Now, let's create a simple dataset with five features $X_0, ... X_5$, and one output variable, y, where:

$y = 2.5382 \cdot \cos(X_3) + (X_0)^2 - 2$

This run will last a while, Symbolic Regression can be quite slow when compared to other algorithms like Random Forest. The upside is that the best equation obtained will be perfectly human readable.

In [None]:
# generate dataset
np.random.seed(0)
X = 2 * np.random.randn(100, 5)
y = 2.5382 * np.cos(X[:, 3]) + X[:, 0] ** 2 - 2

fig, ax = plt.subplots()
ax.scatter([i for i in range(0, 100)], y)

In [None]:
default_pysr_params = dict(
    populations=30,
    model_selection="best",
    verbosity=0,
    progress=False,
)

model = PySRRegressor(
    niterations=30,
    binary_operators=["+", "*"],
    unary_operators=["cos", "exp", "sin"],
    **default_pysr_params,
)

model.fit(X, y)

print("Best compromise obtained:", model.sympy())

It worked really well! What happens if we now tackle an example with some noise?

In [None]:
noise = np.random.randn(100) * 0.1
y = y + noise

model.fit(X, y)

Interestingly, PySR does not return just a single equation, but a series of compromises between complexity and fitting. The added noise might have led the algorithm to develop extremely complex equations that also fit part of the noise. Let's check all the equations found in the end.

In [None]:
for equation in model.equations_["sympy_format"] :
  print(equation)

We can see equations that remind us of the correct one, but their terms are slightly different, and other (irrelevant) variables have been added to the equations, just because they randomly fit the noise.

Let's take a look at the Pareto front of complexity vs fitting. Each point will represent a candidate equation.

In [None]:
fig, ax = plt.subplots()
ax.scatter(model.equations_["complexity"], model.equations_["loss"])
ax.set_xlabel("complexity")
ax.set_ylabel("error")
ax.set_title("Pareto front of equations, complexity vs fitting")
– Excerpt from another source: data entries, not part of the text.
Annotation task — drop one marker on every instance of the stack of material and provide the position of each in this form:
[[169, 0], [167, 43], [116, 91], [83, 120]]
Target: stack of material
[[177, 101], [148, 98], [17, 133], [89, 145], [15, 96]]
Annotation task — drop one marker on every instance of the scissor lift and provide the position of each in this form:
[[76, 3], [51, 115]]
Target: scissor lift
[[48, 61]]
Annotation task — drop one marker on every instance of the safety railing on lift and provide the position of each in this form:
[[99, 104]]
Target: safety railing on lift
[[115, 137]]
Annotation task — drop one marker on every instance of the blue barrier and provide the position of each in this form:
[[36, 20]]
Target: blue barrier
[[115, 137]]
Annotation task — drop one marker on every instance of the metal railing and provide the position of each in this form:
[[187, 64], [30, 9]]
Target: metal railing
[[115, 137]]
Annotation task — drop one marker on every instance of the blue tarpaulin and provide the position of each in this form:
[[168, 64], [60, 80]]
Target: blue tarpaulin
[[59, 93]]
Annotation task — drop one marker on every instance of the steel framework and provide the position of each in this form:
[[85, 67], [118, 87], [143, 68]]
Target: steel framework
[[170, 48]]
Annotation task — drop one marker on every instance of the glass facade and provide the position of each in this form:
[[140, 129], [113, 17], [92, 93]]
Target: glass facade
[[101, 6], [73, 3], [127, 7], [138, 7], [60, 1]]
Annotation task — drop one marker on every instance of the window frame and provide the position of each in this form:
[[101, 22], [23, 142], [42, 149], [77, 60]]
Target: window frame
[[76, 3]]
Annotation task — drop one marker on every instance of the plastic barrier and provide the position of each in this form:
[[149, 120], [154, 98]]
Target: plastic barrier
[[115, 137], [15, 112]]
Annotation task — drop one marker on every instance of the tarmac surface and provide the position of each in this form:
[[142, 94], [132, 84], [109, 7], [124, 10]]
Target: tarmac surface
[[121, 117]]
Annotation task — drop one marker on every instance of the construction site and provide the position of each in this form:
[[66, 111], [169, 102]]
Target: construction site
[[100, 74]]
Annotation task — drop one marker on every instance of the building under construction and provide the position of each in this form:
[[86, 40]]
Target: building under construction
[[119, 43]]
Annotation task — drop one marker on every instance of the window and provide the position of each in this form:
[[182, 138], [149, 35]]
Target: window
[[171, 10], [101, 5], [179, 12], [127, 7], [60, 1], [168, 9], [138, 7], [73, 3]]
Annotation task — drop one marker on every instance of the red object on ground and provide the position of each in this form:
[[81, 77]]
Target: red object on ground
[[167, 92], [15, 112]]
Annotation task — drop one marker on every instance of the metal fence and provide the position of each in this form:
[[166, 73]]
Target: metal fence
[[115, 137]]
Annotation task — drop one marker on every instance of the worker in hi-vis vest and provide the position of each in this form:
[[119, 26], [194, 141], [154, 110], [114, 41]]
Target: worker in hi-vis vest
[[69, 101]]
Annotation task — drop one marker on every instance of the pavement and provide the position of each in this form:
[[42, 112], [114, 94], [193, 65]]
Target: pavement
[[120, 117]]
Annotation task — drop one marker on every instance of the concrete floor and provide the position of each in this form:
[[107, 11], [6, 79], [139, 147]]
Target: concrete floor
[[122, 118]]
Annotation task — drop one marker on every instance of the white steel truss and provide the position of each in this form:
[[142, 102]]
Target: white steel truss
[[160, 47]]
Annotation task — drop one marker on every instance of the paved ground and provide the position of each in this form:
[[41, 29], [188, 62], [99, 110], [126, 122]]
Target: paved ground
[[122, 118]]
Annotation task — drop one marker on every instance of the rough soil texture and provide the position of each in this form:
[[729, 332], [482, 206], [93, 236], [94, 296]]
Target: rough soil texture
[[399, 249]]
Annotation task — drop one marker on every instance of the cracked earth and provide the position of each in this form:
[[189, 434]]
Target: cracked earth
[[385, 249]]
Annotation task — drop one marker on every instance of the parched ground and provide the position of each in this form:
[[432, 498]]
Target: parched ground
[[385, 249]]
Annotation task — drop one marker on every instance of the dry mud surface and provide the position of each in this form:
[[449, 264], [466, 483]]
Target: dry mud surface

It's easy to notice that, from left to right, the equations keep increasing in complexity, while only very slightly reducing error. The equation considered the 'best' is picked by a heuristic on the Pareto front, but it seems to work quite well even with some noise.



In [None]:
print(model.sympy())

# find the index of the equation in the Pareto front; it's a bit of convoluted code, but trust me on this
index = model.equations_[model.equations_["sympy_format"] == model.sympy()].index.tolist()[0]

fig, ax = plt.subplots()
ax.scatter(model.equations_["complexity"], model.equations_["loss"])
ax.scatter(model.equations_["complexity"].iloc[index], model.equations_["loss"].iloc[index], color='red', label="Model considered the best")
ax.set_xlabel("complexity")
ax.set_ylabel("error")
ax.set_title("Pareto front of equations, complexity vs fitting")
ax.legend(loc="best")